The idea of the Renaissance makeover was to see how cosmetics recipes in renaissance books of secrets altered women’s appearances, and in particular if they were successful in helping women achieve the favoured look of the day.
Paris Bordone’s Venetian Women at their Toilet (reproduced above in the banner image, and for more information, see the National Gallery of Scotland website) includes two women who are evidently wearing make up, plus a sponge and make up jar to the bottom left of the panel. For these reasons, we decided this look would be a good one to aim for in our makeover. The cosmetics we used were made up by Anna Canning based on two of the recipes for skin from Caterina Sforza’s Experimenti – “to cure redness of the face” (using lead white replacement, rose and violet oil) and “a very light and most excellent rouge” (using sandalwood and alcoholic spirit). Three students from the University of Edinburgh Renaissance to Enlightenment MSc – Rachel Burnett, Natalie Lussey, and Sara Viinalass-Smith – kindly agreed to volunteer as models. The make-up was applied both by the models themselves, and also by Sally Pointer, who has a lot of experience experimenting with historic cosmetics and techniques of application.
Sally experimented with using egg white, both as a base and to add a finishing “sheen”; egg white is frequently used in renaissance skincare recipes. Using egg white as a base on Sara, we found that it made it almost impossible for her to move her face, but also lead to the white foundation flaking and cracking. (Photos 1-3 below, © Carolyn Henry Photography)
Rachel’s makeover (below) used egg white as a finishing touch, which was the most successful method (Photos © Carolyn Henry Photography)

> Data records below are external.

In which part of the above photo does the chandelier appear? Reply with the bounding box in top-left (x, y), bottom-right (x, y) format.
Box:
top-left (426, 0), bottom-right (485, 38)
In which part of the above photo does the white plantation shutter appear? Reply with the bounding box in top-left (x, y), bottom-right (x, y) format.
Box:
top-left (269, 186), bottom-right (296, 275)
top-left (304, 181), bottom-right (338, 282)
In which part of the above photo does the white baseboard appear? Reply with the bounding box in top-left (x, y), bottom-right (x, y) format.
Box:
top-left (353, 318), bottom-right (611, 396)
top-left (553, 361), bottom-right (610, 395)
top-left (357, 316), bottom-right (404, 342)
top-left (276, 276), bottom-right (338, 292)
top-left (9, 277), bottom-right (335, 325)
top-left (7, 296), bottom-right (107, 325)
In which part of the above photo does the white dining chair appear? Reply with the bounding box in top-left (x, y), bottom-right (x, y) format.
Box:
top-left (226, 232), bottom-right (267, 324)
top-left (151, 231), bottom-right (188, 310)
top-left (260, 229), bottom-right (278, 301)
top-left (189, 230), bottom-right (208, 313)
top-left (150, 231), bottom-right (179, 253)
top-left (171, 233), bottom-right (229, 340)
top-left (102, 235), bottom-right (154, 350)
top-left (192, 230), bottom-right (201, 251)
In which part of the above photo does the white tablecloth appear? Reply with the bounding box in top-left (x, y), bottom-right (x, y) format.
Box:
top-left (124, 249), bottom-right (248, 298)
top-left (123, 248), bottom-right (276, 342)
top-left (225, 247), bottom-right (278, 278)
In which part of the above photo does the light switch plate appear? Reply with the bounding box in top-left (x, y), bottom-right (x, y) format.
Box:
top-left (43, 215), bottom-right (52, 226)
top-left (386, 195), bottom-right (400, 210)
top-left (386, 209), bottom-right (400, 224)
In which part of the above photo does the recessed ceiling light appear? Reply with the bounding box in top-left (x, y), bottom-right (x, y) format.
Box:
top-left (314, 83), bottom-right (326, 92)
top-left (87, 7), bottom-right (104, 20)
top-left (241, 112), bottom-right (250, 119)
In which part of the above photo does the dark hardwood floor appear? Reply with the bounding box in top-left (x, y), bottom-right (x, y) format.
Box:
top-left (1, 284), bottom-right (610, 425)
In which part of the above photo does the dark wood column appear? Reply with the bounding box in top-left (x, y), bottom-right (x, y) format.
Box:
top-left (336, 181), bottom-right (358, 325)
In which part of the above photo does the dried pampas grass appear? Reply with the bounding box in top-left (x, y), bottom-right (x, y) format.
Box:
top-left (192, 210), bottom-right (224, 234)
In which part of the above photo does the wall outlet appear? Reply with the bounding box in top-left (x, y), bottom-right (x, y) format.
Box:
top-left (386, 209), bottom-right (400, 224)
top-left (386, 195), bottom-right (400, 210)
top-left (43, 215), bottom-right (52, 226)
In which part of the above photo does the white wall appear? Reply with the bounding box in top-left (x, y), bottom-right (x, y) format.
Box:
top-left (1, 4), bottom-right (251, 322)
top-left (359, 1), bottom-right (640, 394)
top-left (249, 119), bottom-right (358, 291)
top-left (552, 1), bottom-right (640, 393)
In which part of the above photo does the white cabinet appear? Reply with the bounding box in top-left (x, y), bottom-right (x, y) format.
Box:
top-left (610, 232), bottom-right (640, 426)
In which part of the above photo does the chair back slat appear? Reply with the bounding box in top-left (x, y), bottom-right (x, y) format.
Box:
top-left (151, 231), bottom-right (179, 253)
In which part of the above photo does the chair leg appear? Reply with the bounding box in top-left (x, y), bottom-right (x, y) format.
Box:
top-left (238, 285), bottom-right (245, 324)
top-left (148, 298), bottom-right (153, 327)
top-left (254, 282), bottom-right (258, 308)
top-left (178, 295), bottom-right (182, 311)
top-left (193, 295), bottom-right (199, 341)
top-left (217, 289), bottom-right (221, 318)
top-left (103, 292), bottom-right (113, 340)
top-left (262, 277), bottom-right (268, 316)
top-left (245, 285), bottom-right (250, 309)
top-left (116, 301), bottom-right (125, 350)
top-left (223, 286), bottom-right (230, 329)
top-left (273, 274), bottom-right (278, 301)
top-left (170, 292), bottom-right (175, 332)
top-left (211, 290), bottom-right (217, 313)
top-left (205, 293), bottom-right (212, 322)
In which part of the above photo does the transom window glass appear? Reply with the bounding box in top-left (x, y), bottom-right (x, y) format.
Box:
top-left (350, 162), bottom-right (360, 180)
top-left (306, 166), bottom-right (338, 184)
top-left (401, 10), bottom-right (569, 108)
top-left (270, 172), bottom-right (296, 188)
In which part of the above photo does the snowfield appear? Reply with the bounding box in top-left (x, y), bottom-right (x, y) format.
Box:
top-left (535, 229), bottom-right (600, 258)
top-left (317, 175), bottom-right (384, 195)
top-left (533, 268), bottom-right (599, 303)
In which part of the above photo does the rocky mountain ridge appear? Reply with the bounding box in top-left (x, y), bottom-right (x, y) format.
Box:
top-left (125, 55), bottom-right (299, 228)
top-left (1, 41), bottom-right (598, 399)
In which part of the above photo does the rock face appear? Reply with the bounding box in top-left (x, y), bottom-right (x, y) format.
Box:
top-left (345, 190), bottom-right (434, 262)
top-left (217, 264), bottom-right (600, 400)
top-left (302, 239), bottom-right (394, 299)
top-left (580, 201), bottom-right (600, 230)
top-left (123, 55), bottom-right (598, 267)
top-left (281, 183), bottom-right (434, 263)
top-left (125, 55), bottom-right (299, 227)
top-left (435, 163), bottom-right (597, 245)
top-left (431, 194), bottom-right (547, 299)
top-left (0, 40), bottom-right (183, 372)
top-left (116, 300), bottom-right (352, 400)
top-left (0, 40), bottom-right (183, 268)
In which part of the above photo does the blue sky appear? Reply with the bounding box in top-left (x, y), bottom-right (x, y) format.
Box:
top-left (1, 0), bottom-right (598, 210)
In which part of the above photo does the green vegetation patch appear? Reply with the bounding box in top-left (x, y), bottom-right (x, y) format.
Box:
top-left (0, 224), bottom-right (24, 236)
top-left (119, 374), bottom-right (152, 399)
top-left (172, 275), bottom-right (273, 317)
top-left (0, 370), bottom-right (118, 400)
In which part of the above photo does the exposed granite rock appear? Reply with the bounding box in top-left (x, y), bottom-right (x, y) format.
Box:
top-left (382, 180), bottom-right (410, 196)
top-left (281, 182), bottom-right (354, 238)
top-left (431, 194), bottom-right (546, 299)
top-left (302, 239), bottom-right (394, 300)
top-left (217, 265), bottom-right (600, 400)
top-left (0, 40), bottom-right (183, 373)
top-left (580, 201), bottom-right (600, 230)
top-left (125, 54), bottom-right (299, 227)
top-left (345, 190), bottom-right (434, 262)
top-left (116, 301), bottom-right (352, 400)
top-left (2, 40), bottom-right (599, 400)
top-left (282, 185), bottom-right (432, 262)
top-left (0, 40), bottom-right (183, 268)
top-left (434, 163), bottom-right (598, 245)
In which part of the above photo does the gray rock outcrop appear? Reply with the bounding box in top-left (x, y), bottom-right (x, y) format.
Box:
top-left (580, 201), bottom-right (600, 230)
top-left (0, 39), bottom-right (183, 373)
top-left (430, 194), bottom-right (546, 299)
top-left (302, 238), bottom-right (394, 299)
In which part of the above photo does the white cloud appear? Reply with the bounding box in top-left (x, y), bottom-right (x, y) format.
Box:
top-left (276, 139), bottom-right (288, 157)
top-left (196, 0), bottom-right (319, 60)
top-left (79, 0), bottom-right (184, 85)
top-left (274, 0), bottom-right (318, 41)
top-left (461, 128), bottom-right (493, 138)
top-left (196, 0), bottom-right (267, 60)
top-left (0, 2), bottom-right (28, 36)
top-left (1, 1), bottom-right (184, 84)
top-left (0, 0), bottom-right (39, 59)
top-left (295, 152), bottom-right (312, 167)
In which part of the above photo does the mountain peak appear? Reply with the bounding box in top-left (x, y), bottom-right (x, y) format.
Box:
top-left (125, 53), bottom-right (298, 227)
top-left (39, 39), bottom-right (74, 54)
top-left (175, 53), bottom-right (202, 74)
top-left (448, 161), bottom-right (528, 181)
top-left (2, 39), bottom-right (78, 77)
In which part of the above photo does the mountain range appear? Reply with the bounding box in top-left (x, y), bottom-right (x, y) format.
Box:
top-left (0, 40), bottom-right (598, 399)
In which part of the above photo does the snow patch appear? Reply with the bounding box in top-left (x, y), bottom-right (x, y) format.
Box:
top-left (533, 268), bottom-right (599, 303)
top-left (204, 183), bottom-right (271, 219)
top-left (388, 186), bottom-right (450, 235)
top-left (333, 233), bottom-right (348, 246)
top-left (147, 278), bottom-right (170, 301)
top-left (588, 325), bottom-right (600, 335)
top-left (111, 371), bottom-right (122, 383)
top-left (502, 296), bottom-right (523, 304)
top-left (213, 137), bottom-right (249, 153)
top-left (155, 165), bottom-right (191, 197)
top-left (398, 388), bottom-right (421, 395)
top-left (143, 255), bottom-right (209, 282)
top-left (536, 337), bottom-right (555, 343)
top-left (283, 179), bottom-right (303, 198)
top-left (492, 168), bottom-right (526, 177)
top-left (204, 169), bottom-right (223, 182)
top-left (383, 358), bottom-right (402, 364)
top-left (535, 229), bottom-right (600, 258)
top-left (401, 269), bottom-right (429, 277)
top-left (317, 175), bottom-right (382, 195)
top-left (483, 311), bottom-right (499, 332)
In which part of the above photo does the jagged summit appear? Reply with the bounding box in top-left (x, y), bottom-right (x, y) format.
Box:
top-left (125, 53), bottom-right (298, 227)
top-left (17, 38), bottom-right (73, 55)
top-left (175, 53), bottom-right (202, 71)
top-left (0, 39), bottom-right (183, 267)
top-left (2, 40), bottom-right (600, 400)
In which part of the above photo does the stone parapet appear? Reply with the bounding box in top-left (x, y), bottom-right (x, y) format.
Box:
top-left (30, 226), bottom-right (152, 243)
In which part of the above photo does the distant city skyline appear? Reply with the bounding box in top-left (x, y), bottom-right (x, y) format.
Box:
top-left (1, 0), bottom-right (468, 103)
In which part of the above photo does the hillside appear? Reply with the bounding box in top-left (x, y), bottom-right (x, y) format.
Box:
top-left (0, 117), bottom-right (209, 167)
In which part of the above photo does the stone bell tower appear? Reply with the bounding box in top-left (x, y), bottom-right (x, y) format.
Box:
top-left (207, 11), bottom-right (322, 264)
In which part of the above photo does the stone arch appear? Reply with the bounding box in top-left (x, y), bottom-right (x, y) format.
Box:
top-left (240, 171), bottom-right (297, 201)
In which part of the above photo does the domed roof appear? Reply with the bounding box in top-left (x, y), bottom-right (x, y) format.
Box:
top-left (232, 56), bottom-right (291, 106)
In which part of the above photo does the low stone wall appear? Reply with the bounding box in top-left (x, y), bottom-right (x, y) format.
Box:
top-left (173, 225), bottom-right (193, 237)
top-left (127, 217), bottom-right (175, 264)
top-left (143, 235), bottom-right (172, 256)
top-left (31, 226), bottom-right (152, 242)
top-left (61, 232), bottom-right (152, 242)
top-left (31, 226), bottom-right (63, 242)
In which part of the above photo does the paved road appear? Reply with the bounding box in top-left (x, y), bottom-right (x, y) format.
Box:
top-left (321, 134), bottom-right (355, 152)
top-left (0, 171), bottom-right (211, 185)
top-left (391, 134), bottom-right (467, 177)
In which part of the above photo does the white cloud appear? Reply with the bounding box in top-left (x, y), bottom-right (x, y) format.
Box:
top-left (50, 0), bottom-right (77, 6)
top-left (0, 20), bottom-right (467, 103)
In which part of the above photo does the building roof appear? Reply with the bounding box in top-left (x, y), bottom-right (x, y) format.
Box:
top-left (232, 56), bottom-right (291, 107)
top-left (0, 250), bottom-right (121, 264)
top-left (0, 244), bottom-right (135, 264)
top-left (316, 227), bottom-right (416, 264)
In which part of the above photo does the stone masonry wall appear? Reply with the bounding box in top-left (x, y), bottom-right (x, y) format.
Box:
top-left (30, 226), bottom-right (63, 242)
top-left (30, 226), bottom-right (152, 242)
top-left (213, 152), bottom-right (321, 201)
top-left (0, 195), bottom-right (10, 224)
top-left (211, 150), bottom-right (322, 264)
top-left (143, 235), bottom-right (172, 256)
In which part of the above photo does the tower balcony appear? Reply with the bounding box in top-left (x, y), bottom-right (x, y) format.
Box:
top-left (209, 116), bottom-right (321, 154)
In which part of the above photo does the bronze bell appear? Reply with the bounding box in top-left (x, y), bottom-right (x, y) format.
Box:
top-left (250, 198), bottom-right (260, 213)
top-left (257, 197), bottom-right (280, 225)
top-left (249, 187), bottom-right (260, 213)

The white lead replacement was probably slightly purer white than lead itself, which has a yellowish quality. It was extremely opaque, a tiny quantity being sufficient to cover the face. It looked less ghostly when rubbed into the skin, and the whole effect looked much better when rouge was added. In the fifteenth and early sixteenth century at least, the aim was for an idealised natural look as opposed to deliberate artificiality. The rouge was, as Caterina Sforza averred, extremely light, went a long way, and could be used both on cheeks and lips. Overall, we felt the effect was very similar to white faces and red cheeks of renaissance paintings of beautiful women.
Whether women often used this type of make up is hard to say – evidence would suggest that waters to wash the skin with and change its colours more naturally (to draw blood into the cheeks, for example), may have been more common.There is much more research that could usefully be done to give us a greater insight into these issues.